I also called Riley Couch, who has known Perry as long as anyone -- he was in the same Boy Scout troop in Haskell County, he went to Texas A&M with him, and he sold Bibles with him in Missouri one summer during college. Couch is not a hunter and has not been to the ranch in question. But he told me without hesitation that Rick Perry simply is not the type to traffic in the ugly side of Old South lingo. "All I know is in my experience with Rick of 50 years, I’ve never heard a word near like that uttered by him, have never heard him saying anything like it or close to it," said Couch, now a banker in Dallas. "He's just not like that."
Couch, who graduated from high school in 1967, a year ahead of Perry, noted that the schools in Haskell County were desegregated while he and Perry were in high school, though that had more of an impact on Couch's larger high school in Haskell, the county seat, than on Perry's tiny school in Paint Creek, 14 miles away. As Couch recalls it, the transition happened relatively smoothly in Haskell, where most of the black families lived on the north side of town, not far from where his own family lived. He saw the transition mostly through the frame of the high school sports teams he was on: "They were teammates, and good guys are good guys and if they're not then they're not." Couch said his father owned a small cotton warehouse near the high school where several of the town's black residents worked, and that he helped one of the first desegregated students, a young woman whose younger brother would go on to be a football standout, go to college.
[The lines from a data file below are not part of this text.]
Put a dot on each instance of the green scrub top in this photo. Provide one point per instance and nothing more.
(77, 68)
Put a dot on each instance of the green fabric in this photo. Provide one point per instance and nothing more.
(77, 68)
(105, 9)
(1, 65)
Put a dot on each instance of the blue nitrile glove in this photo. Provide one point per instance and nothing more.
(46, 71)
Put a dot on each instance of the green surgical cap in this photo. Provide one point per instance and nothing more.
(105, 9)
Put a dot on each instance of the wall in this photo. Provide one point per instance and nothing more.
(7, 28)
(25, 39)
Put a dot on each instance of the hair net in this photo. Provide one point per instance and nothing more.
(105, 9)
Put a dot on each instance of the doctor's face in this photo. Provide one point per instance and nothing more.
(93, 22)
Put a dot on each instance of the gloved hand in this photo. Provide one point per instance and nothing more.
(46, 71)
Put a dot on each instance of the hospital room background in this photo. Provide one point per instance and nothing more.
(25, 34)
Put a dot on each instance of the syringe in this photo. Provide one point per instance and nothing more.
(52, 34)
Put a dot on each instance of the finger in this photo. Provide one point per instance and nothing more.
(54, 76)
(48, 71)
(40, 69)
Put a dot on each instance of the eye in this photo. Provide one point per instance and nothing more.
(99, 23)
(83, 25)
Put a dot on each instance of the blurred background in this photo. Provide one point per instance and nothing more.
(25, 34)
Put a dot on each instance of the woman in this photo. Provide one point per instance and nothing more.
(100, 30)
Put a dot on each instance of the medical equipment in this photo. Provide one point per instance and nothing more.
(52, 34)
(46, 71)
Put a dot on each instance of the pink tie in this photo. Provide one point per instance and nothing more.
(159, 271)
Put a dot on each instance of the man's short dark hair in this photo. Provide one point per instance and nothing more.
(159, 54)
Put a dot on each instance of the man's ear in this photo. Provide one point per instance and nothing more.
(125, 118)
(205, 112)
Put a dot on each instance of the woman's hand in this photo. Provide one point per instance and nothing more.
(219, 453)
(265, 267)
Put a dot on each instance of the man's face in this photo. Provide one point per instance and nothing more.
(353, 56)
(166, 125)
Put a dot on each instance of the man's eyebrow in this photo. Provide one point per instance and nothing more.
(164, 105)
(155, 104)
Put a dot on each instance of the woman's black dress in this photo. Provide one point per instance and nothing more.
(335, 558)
Couch noted that Perry would have far more interactions with African-Americans at A&M, which was growing more diverse around the time he and Couch were there, and especially in his five years in the military. "It just never was a conversation topic in any form or fashion with us," said Couch.
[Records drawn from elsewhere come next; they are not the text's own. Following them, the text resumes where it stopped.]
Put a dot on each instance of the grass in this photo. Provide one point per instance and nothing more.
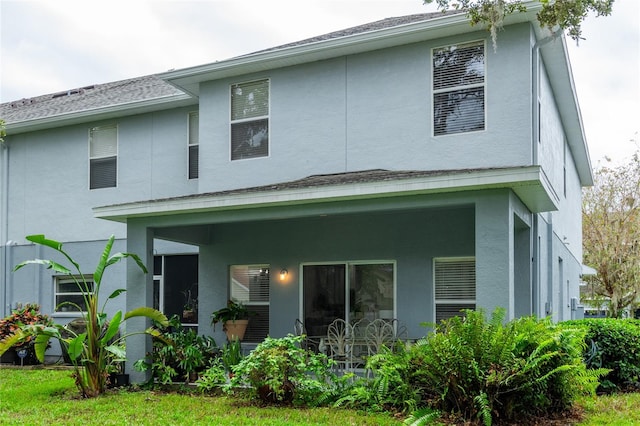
(49, 397)
(615, 410)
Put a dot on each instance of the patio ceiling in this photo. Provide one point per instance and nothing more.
(328, 194)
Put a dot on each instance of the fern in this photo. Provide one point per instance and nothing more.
(484, 409)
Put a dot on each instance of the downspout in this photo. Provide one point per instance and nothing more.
(5, 309)
(535, 137)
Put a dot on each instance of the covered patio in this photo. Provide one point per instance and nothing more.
(353, 245)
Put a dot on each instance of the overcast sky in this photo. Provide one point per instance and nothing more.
(53, 45)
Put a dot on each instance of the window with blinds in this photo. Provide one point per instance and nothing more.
(250, 286)
(193, 144)
(250, 120)
(103, 157)
(459, 88)
(68, 295)
(455, 286)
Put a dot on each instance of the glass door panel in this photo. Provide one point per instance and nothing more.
(324, 294)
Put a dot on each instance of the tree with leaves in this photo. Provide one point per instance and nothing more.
(611, 236)
(564, 14)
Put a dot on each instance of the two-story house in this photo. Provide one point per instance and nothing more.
(400, 169)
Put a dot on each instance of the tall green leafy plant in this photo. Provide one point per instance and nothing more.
(485, 369)
(91, 351)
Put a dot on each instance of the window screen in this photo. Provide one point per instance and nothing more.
(103, 157)
(250, 120)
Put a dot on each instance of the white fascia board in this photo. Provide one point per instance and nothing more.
(529, 183)
(556, 59)
(189, 79)
(100, 113)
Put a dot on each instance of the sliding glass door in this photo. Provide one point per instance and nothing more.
(349, 290)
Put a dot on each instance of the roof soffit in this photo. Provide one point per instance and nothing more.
(529, 183)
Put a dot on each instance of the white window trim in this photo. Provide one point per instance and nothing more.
(450, 301)
(116, 155)
(451, 89)
(66, 278)
(348, 263)
(247, 120)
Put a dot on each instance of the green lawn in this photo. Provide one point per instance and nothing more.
(49, 397)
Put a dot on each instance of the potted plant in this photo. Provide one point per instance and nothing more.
(19, 318)
(234, 318)
(189, 310)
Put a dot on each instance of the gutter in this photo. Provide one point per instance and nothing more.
(100, 113)
(4, 228)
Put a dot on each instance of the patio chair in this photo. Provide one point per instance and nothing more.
(340, 344)
(379, 335)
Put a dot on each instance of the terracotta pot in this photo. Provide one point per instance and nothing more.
(235, 329)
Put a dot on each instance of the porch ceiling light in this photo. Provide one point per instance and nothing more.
(283, 274)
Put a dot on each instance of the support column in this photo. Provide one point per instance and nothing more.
(494, 253)
(139, 293)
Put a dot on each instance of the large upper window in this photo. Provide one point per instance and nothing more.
(103, 157)
(68, 294)
(455, 283)
(458, 89)
(193, 145)
(250, 286)
(250, 120)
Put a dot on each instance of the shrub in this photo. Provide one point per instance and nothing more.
(280, 371)
(19, 318)
(388, 390)
(484, 370)
(178, 354)
(614, 344)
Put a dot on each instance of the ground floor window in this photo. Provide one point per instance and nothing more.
(175, 286)
(455, 286)
(249, 285)
(350, 291)
(68, 294)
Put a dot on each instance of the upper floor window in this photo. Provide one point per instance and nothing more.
(103, 157)
(458, 88)
(250, 120)
(193, 144)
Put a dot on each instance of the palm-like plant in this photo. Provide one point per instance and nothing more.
(92, 351)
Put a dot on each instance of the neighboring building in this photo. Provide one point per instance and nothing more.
(401, 169)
It remains to be seen what kind of impact the story of the rock will have on a Perry campaign that was already starting to list. To my mind, this detail only confirms the sense I got after several weeks digging into Perry's political career, that Rick Perry is even more than most people the product of a place -- a West Texas political culture that, as one Perry friend put it to me, is a "sort of Confederate-based, anti-federal, anti-telling-me-what-the-hell-to-do kind of deal," and a Texas political culture as a whole that has kept Perry remarkably sheltered, in a state large enough to be its own country, with no real political opposition to speak of and a press corps too fractured to provide thorough scrutiny. Moving from this world to the national stage was going to be Perry's biggest challenge, not his ideology or the limits of his abilities. And so it is proving to be.